# Introduction

In this Colab notebook, I perform sentiment analysis using XLNET on the Twitter US Airline dataset, and apply the EDA augmentation. I then report the performance metrics (before and after augmentation).

## Install and Import

We'll train a neural network with a GPU provided by Google. 

Add the GPU by going to the menu and selecting:

Edit -> Notebook Settings -> Add accelerator (GPU)
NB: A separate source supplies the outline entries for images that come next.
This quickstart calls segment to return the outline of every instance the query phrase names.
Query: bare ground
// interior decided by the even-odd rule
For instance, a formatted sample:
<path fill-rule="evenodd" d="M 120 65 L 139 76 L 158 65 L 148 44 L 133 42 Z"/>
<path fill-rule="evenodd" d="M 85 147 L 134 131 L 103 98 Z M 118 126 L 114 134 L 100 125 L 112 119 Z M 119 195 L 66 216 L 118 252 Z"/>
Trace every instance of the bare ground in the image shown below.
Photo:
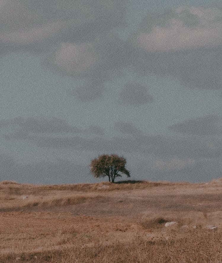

Run the following cell to confirm that the GPU is detected.

In [None]:
import tensorflow as tf

device_name = tf.test.gpu_device_name()
if device_name != '/device:GPU:0':
  raise SystemError('GPU device not found')
print('Found GPU at: {}'.format(device_name))

Next, install transformers for XLNet by Hugging Face. (This library contains interfaces for other pretrained language models like OpenAI's GPT, BERT, and GPT-2.)

At the moment, the Hugging Face library seems to be the most widely accepted and powerful pytorch interface for transfer learning models. 


In [None]:
!pip install transformers

In [None]:
#xlnet requires the sentencepiece module
!pip install sentencepiece

In [4]:
import torch
from torch.utils.data import TensorDataset, DataLoader, RandomSampler, SequentialSampler
from keras.preprocessing.sequence import pad_sequences
from sklearn.model_selection import train_test_split

from transformers import XLNetModel, XLNetTokenizer, XLNetForSequenceClassification
from transformers import AdamW

import sentencepiece

from tqdm import tqdm, trange
import pandas as pd
import io
import numpy as np
import matplotlib.pyplot as plt
% matplotlib inline

In order for torch to use the GPU, we need to identify and specify the GPU as the device. Later, in our training loop, we will load data onto the device. 

In [None]:
device = torch.device("cuda" if torch.cuda.is_available() else "cpu")
n_gpu = torch.cuda.device_count()
torch.cuda.get_device_name(0)

## Load Dataset


We use the Twitter Airline Sentiment dataset.  It's a set of Tweets labeled as 'positive', 'negative', or 'neutral'. 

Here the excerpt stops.